Fra Angelico drawing

Linear perspective, which was introduced in the Thirteenth and Fourteenth centuries, is constructed with great geometric precision. This is illustrated in the wall painting of the Annunciation by Fra. Angelico that is in the cloister of San Marco in Florence. Here even the architectural details are used to create this type of space. The space that is created lends to the figures a peaceful and harmonious sense of "presence", yet the environment that they stand in is closed. The vanishing point is situated at the small window which drawn the attention of the viewer into the picture. The viewer must "enter into" the picture in order to witness the beauty of the event.

Perspective in icons

Annunciation drawing

Through this Fourteen century image of the Annunciation of Ohrid, one can see the theological truth of this event as it radiates out toward the faithful. The foreground is indicated by the two bottom bands that tip the ground up and open the scene towards the viewer without giving the impression of linear depth. They are drawn either through inverse perspective (the base of the Mother of God) or through axonometry (the base of the Archangel) in order to express forward movement. This method applies also to the architecture that appears to be opening up and outward.

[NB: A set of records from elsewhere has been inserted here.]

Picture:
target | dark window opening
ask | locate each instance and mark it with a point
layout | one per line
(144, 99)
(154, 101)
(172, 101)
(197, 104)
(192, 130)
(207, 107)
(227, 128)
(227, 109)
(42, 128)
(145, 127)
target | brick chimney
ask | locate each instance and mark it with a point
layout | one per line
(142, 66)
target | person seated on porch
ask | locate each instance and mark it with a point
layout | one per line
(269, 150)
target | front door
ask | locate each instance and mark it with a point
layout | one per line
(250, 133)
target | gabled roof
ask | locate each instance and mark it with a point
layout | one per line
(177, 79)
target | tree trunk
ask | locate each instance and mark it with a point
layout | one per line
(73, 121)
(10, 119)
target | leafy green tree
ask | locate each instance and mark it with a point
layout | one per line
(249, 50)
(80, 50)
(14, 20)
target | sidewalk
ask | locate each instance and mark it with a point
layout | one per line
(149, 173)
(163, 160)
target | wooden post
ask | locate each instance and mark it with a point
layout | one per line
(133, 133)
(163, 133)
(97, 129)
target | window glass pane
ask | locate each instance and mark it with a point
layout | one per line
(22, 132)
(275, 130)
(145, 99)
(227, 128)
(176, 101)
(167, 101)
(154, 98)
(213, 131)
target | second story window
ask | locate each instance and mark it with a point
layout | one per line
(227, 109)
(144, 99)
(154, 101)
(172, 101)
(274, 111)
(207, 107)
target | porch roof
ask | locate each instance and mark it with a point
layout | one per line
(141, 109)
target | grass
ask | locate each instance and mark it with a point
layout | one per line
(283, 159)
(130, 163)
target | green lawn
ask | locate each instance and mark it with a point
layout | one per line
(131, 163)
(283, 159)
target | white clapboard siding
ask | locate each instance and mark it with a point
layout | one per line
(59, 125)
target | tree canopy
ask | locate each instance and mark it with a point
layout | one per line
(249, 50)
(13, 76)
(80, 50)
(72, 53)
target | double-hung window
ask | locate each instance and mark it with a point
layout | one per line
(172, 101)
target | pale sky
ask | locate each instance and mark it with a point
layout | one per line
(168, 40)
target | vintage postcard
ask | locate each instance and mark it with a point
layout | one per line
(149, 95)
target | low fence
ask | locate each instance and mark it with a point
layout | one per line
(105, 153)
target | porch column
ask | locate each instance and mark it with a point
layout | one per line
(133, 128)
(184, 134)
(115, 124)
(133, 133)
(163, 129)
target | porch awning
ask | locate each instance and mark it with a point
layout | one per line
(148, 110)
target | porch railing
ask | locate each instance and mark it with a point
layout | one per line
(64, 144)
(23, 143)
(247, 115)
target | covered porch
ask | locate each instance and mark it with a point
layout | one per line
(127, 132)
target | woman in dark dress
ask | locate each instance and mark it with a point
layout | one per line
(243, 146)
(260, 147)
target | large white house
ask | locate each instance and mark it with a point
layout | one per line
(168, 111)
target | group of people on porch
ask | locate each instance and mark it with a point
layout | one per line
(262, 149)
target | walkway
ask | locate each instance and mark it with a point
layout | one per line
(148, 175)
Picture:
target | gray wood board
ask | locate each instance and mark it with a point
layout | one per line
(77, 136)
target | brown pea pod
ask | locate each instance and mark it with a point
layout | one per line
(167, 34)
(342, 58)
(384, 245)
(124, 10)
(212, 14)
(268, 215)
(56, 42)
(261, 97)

Events that are happening within the buildings are placed outside, again going against linear perspective. To indicate that the action is happening inside, a red veil is suspended between the tops of the buildings.

The perspective of importance

Characters in the icon are highlighted based upon their importance in comparison to other characters within the icon.

Icon of saint John Climacus (in the center) surrounded by saint George (on the left) and saint Blaise. Russia,13th century.